Dans une vidéo enregistrée pour l'occasion depuis Montréal, la sociologue Cécile Van De Velde a quant à elle livré une réflexion sur la question du temps de l'orientation, et les injonctions parfois contre-productives à ce sujet, tant le « vertige du choix »peut paralyser certains jeunes : « le choix peut être anxiogène ; s'orienter c'est beaucoup refuser, négocier avec soi-même et avec les parents. Il faut prendre le temps. On peut avoir une révélation à 14 ans, mais le plus souvent, on s'oriente par refus successifs. » Ainsi, les choix de vie se façonnent principalement par tâtonnements. L'audace et la patience doivent ainsi entrer en dialogue pour permettre aux adolescents d'opérer des choix raisonnés.
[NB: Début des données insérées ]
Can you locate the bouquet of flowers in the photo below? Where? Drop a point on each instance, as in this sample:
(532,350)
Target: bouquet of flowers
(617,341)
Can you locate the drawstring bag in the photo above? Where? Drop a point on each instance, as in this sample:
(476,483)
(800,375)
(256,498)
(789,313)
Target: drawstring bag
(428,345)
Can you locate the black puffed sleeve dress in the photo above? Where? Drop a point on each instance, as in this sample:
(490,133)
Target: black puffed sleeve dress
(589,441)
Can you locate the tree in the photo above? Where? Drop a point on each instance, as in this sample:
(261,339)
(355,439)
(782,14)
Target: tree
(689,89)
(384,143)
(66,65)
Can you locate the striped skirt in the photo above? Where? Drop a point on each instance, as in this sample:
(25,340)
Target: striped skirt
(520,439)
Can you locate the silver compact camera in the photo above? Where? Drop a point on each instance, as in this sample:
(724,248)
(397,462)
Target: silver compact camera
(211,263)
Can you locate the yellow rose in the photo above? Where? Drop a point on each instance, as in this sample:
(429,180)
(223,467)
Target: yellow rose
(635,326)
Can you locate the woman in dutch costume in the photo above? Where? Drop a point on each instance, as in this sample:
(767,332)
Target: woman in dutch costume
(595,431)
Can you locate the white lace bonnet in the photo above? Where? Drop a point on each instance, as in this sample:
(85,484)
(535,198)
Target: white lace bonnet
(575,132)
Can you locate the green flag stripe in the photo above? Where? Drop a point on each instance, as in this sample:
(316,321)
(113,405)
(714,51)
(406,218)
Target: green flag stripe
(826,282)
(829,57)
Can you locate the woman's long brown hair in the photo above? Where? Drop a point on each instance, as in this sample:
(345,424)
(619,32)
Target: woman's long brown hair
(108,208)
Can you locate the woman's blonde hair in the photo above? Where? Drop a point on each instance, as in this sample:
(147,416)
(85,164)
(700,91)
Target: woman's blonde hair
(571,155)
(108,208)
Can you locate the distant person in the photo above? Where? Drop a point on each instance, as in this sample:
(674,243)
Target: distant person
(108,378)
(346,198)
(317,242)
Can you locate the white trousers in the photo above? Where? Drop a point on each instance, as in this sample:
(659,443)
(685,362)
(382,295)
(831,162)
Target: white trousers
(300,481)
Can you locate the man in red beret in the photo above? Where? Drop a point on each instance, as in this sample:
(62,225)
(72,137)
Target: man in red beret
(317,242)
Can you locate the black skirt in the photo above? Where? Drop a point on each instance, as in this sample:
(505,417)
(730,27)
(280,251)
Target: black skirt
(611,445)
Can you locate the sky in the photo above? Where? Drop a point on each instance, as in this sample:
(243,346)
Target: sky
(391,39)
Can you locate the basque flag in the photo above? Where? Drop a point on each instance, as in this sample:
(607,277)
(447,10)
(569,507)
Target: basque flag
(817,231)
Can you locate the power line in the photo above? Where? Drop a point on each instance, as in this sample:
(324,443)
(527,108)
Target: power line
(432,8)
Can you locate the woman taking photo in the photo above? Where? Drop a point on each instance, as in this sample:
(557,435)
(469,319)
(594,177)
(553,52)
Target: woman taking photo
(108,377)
Ces propos introductifs ont ensuite permis à Valérie Pugin, directrice d'études chez Trajectoires Reflex, de présenter l'enquête sur l'orientation réalisée, pour l'occasion, en mai/juin 2018 auprès de 718 collégiens scolarisés dans des quartiers sur lesquels intervient l'Afev. L'occasion de découvrir ou de confirmer que si les jeunes ont bien conscience de l'importance (94%) comme de la complexité du processus (tant institutionnel que personnel) à mettre en œuvre pour les aider à s'orienter, ils s'appuient à 70% sur la ressource Famille (ce qui produit des inégalités de fait en fonction desdites familles). Dès lors, l'institution scolaire semble seule susceptible, de plus en plus au fur et à mesure de l'avancée du parcours scolaire et à condition de prendre ce rôle au sérieux, de les « ouvrir sur de nouveaux champs de possibilités. » Or 40% des jeunes de 3ème interrogés se déclarent insuffisamment informés (un tiers n'ayant jamais rencontré de psychologue de l’Éducation nationale), tandis que 70% d'entre eux affirment que la découverte concrète des métiers, souvent mal couverte par l'institution, constitue une indéniable priorité.